1.眼科でロービジョンケアは医療から福祉への橋渡しが役割というけれど・・
 眼科医、視能訓練士、看護師教育に福祉の講義や試験科目はない。そのため、医療関係者は福祉についての知識は(よほど自分で勉強した人以外)ほぼ無いと考えてよい。よって、医療関係者は、病院ではソーシャルワーカーに、地域ではケースワーカーに丸投げというのが現状である。その一方、患者(視覚障害者)は医療関係者ならば、福祉制度に精通しているはずと考えているのではないかと思うことがあり、患者と医療関係者の齟齬が生まれている。

 また、医療において、患者は自由にアクセスできるという特徴がある。すなわち、例えば、東大病院には文京区以外の東京都、東京都以外の近県の患者も多く通院している。それに反して、福祉は行政区分によって福祉サービスが違い、東大病院の医療関係者が患者の地域ごとの福祉サービス知識習得は不可能な現状がある。 
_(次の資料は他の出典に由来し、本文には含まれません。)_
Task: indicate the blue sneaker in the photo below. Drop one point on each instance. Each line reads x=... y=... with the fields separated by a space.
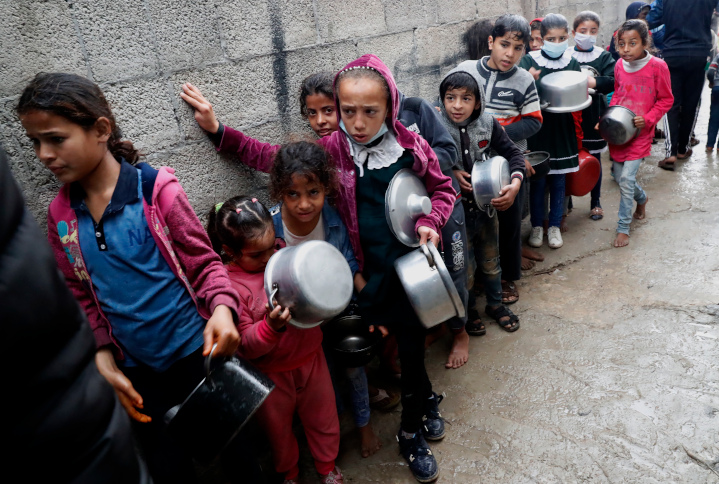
x=418 y=455
x=432 y=421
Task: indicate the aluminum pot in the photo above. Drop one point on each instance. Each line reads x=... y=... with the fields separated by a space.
x=313 y=279
x=488 y=178
x=429 y=286
x=540 y=162
x=217 y=409
x=617 y=125
x=564 y=92
x=350 y=341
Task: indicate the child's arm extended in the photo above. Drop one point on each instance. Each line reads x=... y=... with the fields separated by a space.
x=251 y=152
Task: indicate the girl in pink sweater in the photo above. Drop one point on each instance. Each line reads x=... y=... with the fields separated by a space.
x=242 y=232
x=642 y=84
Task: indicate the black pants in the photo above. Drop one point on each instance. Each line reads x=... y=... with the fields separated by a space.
x=167 y=461
x=687 y=75
x=510 y=238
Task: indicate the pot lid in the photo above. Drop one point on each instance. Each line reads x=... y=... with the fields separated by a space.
x=406 y=201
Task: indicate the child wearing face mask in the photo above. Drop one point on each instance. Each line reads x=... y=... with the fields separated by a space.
x=601 y=65
x=560 y=134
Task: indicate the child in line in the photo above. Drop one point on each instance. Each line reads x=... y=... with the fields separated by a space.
x=136 y=257
x=462 y=104
x=713 y=78
x=513 y=101
x=242 y=231
x=601 y=65
x=642 y=84
x=560 y=134
x=370 y=148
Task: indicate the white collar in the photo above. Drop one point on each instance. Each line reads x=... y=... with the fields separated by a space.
x=559 y=63
x=382 y=155
x=636 y=65
x=586 y=56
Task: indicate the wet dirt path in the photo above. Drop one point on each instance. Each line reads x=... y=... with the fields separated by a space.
x=614 y=374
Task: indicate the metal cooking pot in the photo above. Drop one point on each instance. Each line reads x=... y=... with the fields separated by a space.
x=406 y=200
x=429 y=286
x=313 y=279
x=488 y=178
x=617 y=125
x=217 y=409
x=351 y=343
x=564 y=92
x=540 y=162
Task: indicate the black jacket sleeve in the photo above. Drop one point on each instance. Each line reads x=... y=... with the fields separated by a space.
x=506 y=148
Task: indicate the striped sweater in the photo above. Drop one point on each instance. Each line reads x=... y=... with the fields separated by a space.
x=512 y=100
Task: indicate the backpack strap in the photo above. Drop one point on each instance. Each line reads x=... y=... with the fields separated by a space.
x=149 y=175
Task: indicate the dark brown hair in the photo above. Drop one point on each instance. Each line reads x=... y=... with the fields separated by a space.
x=318 y=83
x=236 y=221
x=302 y=158
x=80 y=101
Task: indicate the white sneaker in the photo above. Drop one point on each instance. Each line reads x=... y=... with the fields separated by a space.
x=554 y=235
x=536 y=237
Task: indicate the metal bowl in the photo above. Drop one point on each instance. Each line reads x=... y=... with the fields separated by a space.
x=540 y=162
x=564 y=92
x=617 y=125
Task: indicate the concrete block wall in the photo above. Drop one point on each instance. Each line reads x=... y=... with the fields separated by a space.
x=247 y=56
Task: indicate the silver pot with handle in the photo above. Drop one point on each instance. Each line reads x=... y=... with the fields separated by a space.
x=429 y=286
x=616 y=126
x=313 y=279
x=406 y=201
x=488 y=178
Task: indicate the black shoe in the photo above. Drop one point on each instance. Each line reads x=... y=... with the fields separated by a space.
x=418 y=455
x=432 y=421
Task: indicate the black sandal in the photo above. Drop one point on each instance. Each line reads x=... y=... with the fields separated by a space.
x=474 y=326
x=503 y=312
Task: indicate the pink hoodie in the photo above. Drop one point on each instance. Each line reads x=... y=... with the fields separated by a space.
x=260 y=156
x=648 y=93
x=178 y=234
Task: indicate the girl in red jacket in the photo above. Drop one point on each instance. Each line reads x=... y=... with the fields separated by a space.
x=642 y=84
x=242 y=231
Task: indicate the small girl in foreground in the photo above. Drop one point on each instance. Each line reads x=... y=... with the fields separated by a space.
x=642 y=84
x=242 y=231
x=137 y=260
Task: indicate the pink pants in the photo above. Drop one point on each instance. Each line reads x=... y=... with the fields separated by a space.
x=307 y=390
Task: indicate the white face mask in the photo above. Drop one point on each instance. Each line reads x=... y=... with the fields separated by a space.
x=585 y=42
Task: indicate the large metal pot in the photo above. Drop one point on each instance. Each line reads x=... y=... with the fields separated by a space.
x=617 y=125
x=488 y=178
x=429 y=286
x=350 y=341
x=564 y=92
x=313 y=279
x=217 y=409
x=406 y=200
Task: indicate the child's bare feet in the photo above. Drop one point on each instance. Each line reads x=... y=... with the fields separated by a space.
x=368 y=440
x=641 y=211
x=622 y=240
x=459 y=354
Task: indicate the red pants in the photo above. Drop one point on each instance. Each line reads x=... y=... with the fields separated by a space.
x=307 y=390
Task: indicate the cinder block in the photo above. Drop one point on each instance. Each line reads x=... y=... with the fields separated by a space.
x=187 y=32
x=36 y=36
x=117 y=38
x=144 y=112
x=403 y=15
x=242 y=94
x=344 y=20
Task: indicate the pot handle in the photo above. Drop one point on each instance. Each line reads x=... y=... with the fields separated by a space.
x=427 y=254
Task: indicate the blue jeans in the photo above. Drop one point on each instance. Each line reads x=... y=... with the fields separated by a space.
x=713 y=118
x=626 y=175
x=556 y=199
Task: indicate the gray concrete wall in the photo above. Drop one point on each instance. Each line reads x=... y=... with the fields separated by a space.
x=247 y=56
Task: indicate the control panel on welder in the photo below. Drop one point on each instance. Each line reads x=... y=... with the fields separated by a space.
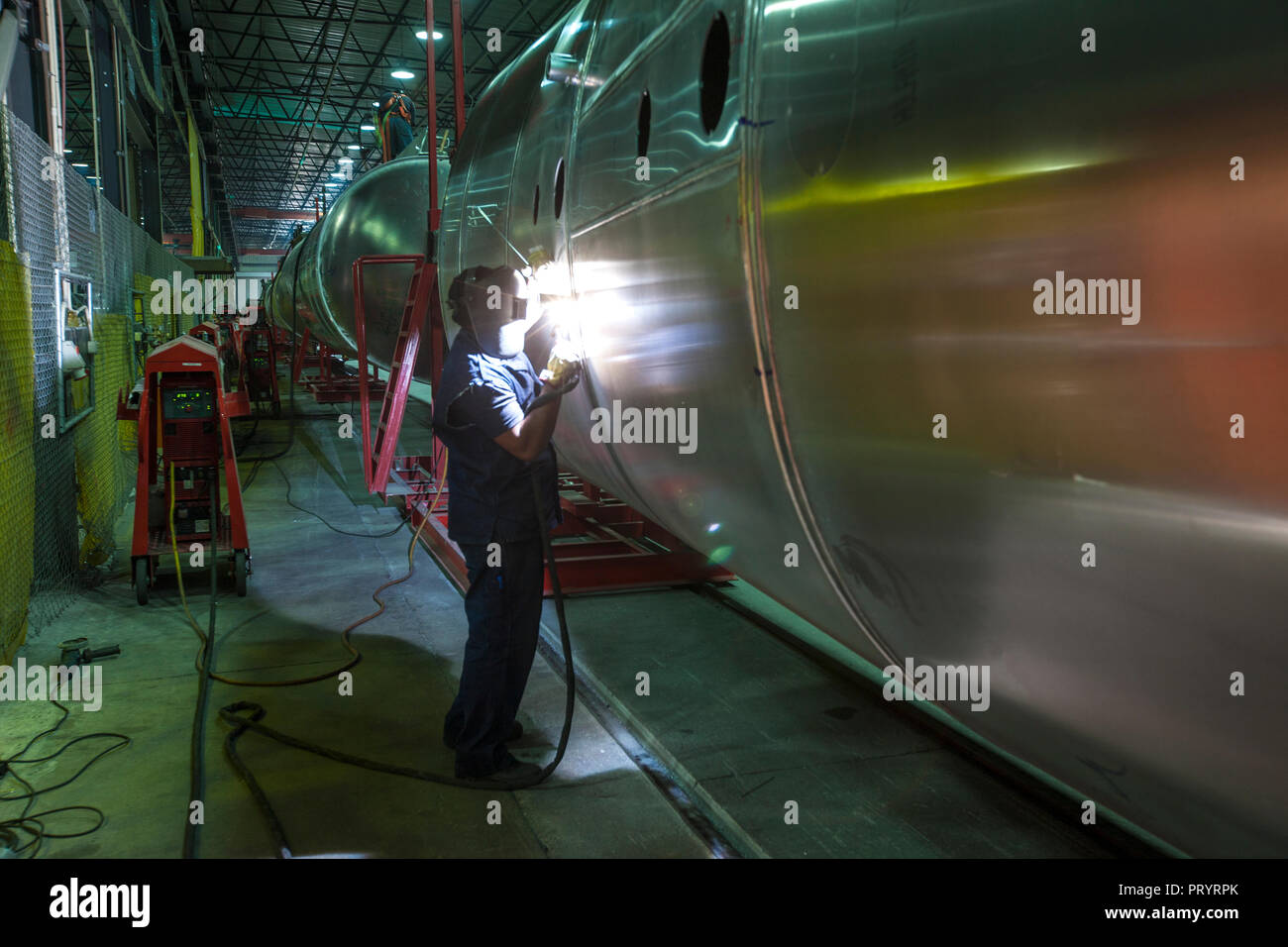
x=191 y=449
x=189 y=402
2.日本ではロービジョンケアが盛んになってきているというけれど・・・
 全世界のロービジョンケア現状が昨年行われた国際ロービジョン学会で発発されていた(Chiang PP, et al.Ophthalmic Epidemiol,2011)が、日本はロービジョンケアのデータがとられていない空白地帯とされており、データがないのは195か国中17か国(9%)のみの中に入っていた。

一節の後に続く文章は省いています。